20 August 2012
As you may have heard, yesterday film director Tony Scott killed himself by jumping off a bridge in Los Angeles. He is survived by his wife, two sons, and an oeuvre of mostly bowel-churningly awful films. Sure, he didn't enjoy the (occasional) artistic credibility of his brother Ridley Scott, but if you had $95 million to burn on a runaway choo-choo train movie, then—by god—Tony was your man.
Ignoring much of his long, shitty filmography, most news sources are referring to Scott simply as 'the director of Top Gun,' a 1986 homoerotic naval aviation film starring Tom Cruise and some lesbian broad. (Yup, apparently, in a thirty-year directorial career that was as good as it got.)
In response to the news of Scott's death, director Ron Howard tweeted: 'No more Tony Scott movies. Tragic day.' (Howard's sense of tragedy is in desperate need of recalibration.) No word yet on what Denzel Washington will be doing for the remainder of his life now. I was hoping for a 'Tony, how could you do this... to me?' tweet, but Denzel's probably already on the phone with Brett Ratner.
But I come here to bury Mr. Scott, not to roast him. He actually shat out a couple of great films in his time. (Okay, maybe not great—but the truth becomes a little malleable at times like these.) Remember True Romance starring Christian Slater and Patricia Arquette?

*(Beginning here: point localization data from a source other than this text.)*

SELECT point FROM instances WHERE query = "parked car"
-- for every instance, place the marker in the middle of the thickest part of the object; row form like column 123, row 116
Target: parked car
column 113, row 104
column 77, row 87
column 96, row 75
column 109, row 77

Or, as you might know it better, the Tarantino film that Tarantino didn't direct? You could find worse ways to kill a few hours.
The career-justifying film of Scott's career (for me), however, was his directorial debut—the stylish, widely excoriated modern-day vampire film The Hunger, starring David Bowie, Catherine Deneuve, Susan Sarandon, and Dan Hedaya (Nick Tortelli from Cheers). Where else could you turn for a lesbian sex scene occasioned by a stubborn sherry stain? There are also notable cameo appearances by Bauhaus, a topless Ann Magnuson, and Willem Dafoe (as a street tough, who delivers the line 'How 'bout it, lady?' with gusto). And let's not forget—no matter how hard we try—the rapidly-aging David Bowie, who goes from goth clubs to the geriatric ward in twenty minutes flat.
I've seen The Hunger more times than I care to admit. I think it might be one of the chilliest, most stylistically overdetermined films in cinematic history—and that's part of what's so great about it. You can't sit through the whole thing from start to finish without feeling like you're in some profound drug haze.
So if you, like Ron Howard, are trying to come to terms with tragedy today, I'd recommend you skip right over the distinctly less gothic Days of Thunder and park your grieving keister in front of The Hunger. It's a movie that will almost make you forget why you should jump off a bridge.